MODELING CONCORD GRAPES WITH "VITISIM", A SIMPLIFIED CARBON BALANCE MODEL: UNDERSTANDING PRUNING EFFECTS

Authors:   A.N. Lakso, D. Intrigliolo, D.M. Eissenstat
Keywords:   minimal pruning, respiration, shoot and berry growth, Vitis labruscana
DOI:   10.17660/ActaHortic.2008.803.31
Abstract:
A simplified grape carbon balance model, called VitiSim, was adapted from the simplified apple carbon balance model developed earlier. The model uses a daily time step, a big-leaf daily canopy photosynthesis light response and respiration of organs based on mass and specific respiration rates. Weather inputs are only daily max and min temperatures and radiation. Partitioning is based on the balance of total supply to total demand with relative sink strength partitioning coefficients if the carbon supply is less than total demand.

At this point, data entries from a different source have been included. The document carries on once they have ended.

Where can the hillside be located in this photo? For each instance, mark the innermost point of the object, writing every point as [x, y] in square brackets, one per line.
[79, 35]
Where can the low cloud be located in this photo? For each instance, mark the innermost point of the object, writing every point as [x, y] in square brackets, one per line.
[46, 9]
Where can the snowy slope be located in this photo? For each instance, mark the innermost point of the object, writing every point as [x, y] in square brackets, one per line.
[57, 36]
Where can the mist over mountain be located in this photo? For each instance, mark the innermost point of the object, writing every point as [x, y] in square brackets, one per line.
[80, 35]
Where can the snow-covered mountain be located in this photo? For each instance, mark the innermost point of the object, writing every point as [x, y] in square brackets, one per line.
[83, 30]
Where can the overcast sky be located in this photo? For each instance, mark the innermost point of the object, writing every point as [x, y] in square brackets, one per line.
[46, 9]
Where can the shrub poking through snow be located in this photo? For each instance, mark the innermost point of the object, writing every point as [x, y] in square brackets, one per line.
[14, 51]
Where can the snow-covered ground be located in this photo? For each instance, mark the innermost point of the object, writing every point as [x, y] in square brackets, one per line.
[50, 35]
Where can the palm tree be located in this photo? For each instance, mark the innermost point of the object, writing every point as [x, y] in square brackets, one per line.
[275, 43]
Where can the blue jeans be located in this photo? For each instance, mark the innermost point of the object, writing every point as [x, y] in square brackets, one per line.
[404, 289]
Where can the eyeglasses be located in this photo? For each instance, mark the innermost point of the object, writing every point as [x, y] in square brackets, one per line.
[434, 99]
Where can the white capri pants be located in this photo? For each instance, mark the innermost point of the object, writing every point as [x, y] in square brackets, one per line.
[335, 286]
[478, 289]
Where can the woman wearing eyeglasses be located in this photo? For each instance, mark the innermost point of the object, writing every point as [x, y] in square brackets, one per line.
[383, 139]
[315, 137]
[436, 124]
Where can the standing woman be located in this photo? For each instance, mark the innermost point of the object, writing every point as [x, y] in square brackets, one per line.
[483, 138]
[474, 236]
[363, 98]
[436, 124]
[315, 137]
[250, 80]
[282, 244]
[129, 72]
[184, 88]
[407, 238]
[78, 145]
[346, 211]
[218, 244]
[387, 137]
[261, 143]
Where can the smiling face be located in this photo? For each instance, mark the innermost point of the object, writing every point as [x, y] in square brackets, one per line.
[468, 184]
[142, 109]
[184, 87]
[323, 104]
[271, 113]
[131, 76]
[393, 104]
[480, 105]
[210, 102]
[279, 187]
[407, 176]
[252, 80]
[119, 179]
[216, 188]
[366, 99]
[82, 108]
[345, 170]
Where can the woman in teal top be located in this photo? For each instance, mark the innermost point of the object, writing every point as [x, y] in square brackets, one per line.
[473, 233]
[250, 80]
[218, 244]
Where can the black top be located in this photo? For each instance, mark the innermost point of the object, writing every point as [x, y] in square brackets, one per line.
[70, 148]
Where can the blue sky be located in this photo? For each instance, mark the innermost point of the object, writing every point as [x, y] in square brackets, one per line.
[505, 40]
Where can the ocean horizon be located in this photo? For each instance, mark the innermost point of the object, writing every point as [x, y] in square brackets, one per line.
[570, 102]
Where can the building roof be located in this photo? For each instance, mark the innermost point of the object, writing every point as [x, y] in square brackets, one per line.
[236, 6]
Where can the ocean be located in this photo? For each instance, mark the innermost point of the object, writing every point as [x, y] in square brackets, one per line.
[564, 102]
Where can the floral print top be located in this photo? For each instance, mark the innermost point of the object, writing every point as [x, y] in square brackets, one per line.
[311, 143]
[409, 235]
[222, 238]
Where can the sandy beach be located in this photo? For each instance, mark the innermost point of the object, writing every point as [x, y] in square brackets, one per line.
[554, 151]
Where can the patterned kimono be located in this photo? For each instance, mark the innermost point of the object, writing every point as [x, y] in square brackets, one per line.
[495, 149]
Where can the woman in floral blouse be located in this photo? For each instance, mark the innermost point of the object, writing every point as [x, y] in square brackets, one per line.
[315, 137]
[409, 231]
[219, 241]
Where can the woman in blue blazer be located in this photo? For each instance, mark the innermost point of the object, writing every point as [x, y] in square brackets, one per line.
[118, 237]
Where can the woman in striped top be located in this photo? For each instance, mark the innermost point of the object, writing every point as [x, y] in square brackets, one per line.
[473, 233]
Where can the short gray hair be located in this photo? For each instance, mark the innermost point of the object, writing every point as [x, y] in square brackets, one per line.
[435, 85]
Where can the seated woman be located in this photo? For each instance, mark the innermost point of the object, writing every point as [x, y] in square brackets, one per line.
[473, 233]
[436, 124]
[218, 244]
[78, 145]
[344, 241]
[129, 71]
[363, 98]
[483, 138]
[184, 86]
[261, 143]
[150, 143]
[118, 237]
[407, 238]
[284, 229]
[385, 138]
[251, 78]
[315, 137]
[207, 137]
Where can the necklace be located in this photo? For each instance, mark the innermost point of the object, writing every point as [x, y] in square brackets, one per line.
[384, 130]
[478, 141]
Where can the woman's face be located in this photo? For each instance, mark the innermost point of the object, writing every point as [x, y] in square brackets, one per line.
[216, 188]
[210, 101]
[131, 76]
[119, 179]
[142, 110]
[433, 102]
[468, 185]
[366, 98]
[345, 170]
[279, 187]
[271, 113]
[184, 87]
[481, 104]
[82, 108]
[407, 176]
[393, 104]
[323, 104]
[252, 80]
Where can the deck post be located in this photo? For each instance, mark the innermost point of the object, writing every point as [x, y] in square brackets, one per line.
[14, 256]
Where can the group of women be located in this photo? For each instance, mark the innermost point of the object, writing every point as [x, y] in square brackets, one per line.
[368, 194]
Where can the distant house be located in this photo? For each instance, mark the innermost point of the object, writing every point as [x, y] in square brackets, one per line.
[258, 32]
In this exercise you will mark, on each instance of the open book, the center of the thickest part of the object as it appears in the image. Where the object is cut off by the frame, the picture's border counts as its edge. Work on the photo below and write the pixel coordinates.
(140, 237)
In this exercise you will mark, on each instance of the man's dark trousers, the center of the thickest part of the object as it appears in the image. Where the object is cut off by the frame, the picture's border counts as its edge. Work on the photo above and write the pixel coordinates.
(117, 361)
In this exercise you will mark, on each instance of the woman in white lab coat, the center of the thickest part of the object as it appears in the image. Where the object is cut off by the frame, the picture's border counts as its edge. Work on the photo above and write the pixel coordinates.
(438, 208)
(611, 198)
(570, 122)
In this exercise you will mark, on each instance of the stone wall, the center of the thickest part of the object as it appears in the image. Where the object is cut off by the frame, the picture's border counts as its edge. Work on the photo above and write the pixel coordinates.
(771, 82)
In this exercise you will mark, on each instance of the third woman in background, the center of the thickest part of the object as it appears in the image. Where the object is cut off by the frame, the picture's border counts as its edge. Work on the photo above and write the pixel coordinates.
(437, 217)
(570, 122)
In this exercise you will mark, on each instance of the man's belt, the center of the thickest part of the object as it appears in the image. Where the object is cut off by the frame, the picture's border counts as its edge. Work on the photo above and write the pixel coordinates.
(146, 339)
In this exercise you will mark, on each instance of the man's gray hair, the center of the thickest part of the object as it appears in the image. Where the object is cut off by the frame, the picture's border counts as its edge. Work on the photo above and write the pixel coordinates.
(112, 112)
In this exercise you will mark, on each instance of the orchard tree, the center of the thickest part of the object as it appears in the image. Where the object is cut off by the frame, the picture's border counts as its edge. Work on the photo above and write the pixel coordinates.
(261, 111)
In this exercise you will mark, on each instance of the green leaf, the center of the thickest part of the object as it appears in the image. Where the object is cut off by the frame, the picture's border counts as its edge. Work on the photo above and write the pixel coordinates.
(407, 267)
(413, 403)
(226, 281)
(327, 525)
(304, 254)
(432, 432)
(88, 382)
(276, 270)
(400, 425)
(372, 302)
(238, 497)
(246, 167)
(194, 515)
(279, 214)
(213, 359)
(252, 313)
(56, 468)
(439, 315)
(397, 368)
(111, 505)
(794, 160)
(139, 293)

Root growth and respiration and berry set submodels have been initially developed and are being tested. Validation studies indicate that simulated total dry matter production and seasonal dry matter patterns are very realistic in behavior and amount. Seasonal dynamics of simulated carbon supply to demand suggests that the period of greatest carbon deficit is around or shortly after bloom. The period of greatest positive carbon balance appears to be just before veraison when the canopy is complete, but the crop growth is slow. The model is used to simulate the seasonal variation of carbon supply to demand in minimally and balance pruned Concord vines. In field experiments minimally-pruned vines had more stable year-to-year yields, yet could not ripen any more crop than balance-pruned vines. Simulations suggest that earlier and more rapid completion of canopy development of the minimally-pruned vines gave more positive carbon supply during the early fruit set and flower bud development period. However, later during ripening, the carbon supply was no better.